From hand to hand it traveled, down through the centuries, with death and shapes in the night following its journey.

  A thousand hands, a thousand men of cultures shrouded in antiquity. Till it found its way from an ocean floor to the hand of an adventurer who also worked in silver. He cleaned it and polished it and mounted it. Then women owned it.

  And each woman became famous. The names are legend. But always they coveted more, and finally reaped their rewards in blood. The soul mote came across another ocean, where it went from the treasure hordes of Osmanski Cossacks to the coffers of Polish noblewomen, from the dowries of Parisian demimondaines to the chamois gold-sacks of English vicars, from the pockets of cutpurses to the New World.

  And there it passed from brooch to pendant, ring to lavaliere…and was lost.

  …and was found:

  by a Croatian workman who had no idea what it was, and threw it with a spadeful of refuse, into the hollow center of the cornerstone of a great skyscraper. And the building rose one hundred and fifteen storeys over the sleeping soul of the great rock god Dis. Who knew the time was approaching.

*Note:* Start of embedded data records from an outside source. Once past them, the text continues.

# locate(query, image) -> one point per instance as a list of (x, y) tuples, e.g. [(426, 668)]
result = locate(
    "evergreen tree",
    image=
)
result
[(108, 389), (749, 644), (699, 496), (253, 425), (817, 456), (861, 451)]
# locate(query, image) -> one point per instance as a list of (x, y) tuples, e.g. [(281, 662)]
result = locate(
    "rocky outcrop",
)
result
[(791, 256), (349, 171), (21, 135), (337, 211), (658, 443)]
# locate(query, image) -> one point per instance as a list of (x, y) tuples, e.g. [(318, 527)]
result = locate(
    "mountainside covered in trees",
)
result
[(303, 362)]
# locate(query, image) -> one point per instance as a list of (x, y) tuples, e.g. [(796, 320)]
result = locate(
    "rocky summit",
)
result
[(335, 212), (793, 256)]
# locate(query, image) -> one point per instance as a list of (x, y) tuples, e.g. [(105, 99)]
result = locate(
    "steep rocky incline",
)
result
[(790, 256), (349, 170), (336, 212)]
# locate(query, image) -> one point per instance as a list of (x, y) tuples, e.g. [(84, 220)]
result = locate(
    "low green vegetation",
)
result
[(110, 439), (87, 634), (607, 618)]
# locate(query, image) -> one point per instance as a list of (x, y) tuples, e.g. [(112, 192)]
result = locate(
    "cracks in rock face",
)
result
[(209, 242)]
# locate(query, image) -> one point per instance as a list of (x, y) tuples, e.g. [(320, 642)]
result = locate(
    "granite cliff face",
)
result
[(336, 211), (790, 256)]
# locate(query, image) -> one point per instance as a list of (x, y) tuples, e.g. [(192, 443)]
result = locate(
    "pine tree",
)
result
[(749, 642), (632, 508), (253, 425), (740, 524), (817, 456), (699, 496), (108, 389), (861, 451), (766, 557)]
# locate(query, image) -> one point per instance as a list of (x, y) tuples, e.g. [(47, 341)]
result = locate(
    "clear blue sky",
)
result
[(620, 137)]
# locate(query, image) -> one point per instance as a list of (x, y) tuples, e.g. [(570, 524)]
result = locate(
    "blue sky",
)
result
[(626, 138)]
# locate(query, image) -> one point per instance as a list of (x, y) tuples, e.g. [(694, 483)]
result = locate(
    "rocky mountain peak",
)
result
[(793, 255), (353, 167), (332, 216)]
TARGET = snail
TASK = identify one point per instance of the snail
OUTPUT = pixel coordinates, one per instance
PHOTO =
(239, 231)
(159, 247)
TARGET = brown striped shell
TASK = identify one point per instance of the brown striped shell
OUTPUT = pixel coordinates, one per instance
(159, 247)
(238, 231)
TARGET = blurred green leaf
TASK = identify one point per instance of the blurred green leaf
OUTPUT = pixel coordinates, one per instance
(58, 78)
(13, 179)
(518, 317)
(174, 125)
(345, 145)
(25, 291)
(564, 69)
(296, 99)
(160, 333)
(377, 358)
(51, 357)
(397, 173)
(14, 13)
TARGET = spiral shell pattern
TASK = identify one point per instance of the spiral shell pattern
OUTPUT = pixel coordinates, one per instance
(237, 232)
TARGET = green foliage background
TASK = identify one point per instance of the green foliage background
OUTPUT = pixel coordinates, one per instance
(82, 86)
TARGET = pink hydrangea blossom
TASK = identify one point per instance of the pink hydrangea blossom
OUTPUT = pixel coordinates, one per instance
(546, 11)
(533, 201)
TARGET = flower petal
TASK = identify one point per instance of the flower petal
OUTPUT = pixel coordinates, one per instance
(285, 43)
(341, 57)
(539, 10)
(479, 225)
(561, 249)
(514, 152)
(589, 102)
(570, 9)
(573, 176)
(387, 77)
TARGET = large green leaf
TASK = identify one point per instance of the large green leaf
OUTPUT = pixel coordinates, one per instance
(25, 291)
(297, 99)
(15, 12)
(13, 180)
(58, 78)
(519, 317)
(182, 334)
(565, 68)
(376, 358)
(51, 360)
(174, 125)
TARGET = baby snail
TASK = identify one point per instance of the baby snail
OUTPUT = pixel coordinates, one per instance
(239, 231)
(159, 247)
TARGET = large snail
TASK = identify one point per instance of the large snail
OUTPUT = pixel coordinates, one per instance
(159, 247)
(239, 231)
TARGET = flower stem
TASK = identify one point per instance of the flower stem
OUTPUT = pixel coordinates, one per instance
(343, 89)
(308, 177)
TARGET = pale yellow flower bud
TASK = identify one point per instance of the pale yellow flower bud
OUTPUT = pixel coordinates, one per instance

  Night hung crucified outside the ninety-fifth floor window of Stierman’s office. The night and the men in the room seemed as one. They both accused Stierman. His mouth was dry. He knew at least two of these seven were with the Organization. But which two were deathmen of that “business firm” and which were merely angry entrepreneurs, he did not know. But all seven had partnered him in the construction of the Stierman building. And any one of the seven could ruin him.

  “We were all served today,” one of them said. He slapped the Grand Jury subpoena onto Stierman’s desk.

  “You’ll pay for this.” It was the one with the reptilian eyes. He was frightening. Stierman could not speak.

  “How much did you skim, Stierman? How much?”

  That was number three.

  The other four all spoke at once. “Do you have any idea what happens if this building falls?” “We’re all in this together, but it’s you, Stierman, it’s you!” “Swiss account, Stierman? Is that where you put it?” “I oughta kill you, you scum!”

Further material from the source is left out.